GHC-inspired stream fusion for scala
This repository implements techniques found in "Stream Fusion. From Lists to Streams to Nothing at All", by Duncan Coutts, Roman Leshchinskiy, and Don Stewart (ICFP '07).
import fusion.syntax._
LazyList(0,1,2,3,4)
.fuse
.map { _ + 1 }
.filter { _ <= 2 }
.take(1)
.toList
// output: List(1)
// runtime: LazyList(<not computed>) -> Stream(<instruction set>, LazyList(<not computed>)) -> List(1)
Although the usage is similar to SeqView
in Scala 2.13+ and the resulting optimizations are similar, the implementation itself is very different. SeqView is implemented imperatively, while scala-fusion is written functionally but generates an efficient imperative instruction set at compile time.
import fusion.syntax._
// no fusion
List(0,1,2,3,4)
.map { _ + 1 }
.filter { _ <= 2 }
.take(1)
// output: List(2)
// runtime: List(0,1,2,3,4) -> List(1,2,3,4,5) -> List(1,2) -> List(1)
// SeqView
List(0,1,2,3,4)
.view
.map { _ + 1 }
.filter { _ <= 2 }
.take(1)
.toList
// output: List(1)
// runtime: List(0,1,2,3,4) -> SeqOps(<instruction set>) -> List(1)

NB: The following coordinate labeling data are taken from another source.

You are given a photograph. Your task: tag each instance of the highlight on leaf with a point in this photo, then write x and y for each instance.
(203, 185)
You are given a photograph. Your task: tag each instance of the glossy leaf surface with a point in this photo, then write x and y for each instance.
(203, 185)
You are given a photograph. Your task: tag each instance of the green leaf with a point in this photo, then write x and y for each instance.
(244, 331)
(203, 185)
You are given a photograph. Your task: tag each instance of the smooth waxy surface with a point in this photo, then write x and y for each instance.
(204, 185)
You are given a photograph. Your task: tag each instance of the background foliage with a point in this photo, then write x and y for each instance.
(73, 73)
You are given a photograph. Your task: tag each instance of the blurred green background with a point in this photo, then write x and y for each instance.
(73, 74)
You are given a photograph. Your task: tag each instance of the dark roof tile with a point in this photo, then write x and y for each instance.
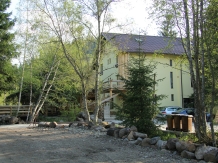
(149, 44)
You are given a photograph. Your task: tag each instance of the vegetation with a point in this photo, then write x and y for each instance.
(140, 102)
(7, 49)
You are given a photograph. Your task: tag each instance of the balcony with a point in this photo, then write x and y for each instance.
(113, 85)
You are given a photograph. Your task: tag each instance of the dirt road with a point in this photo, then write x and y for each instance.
(18, 144)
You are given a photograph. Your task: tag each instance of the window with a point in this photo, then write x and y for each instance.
(171, 62)
(171, 80)
(109, 61)
(172, 97)
(101, 69)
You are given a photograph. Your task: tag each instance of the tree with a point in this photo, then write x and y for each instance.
(60, 20)
(189, 16)
(140, 103)
(167, 26)
(7, 48)
(211, 48)
(98, 9)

// scala-fusion (this library)
LazyList(0,1,2,3,4)
.fuse
.map { _ + 1 }
.filter { _ <= 2 }
.take(1)
.toList
// output: List(1)
// runtime: LazyList(<not computed>) -> Stream(<instruction set>, LazyList(<not computed>)) -> List(1)
The original version relies on GHC rewrite rules to reduce stream compose unstream
to the identity on streams. Since this is unavailable in scalac, The Fuser
type was introduced which wraps the underlying stream and contains an instance of a type-threaded list which stores the sequence of procedures. Composing this type-threaded list results in a single set of fused instructions to run on the original input Stream. This implementation adds a very small amount of overhead proportional to the number of operations called on the stream.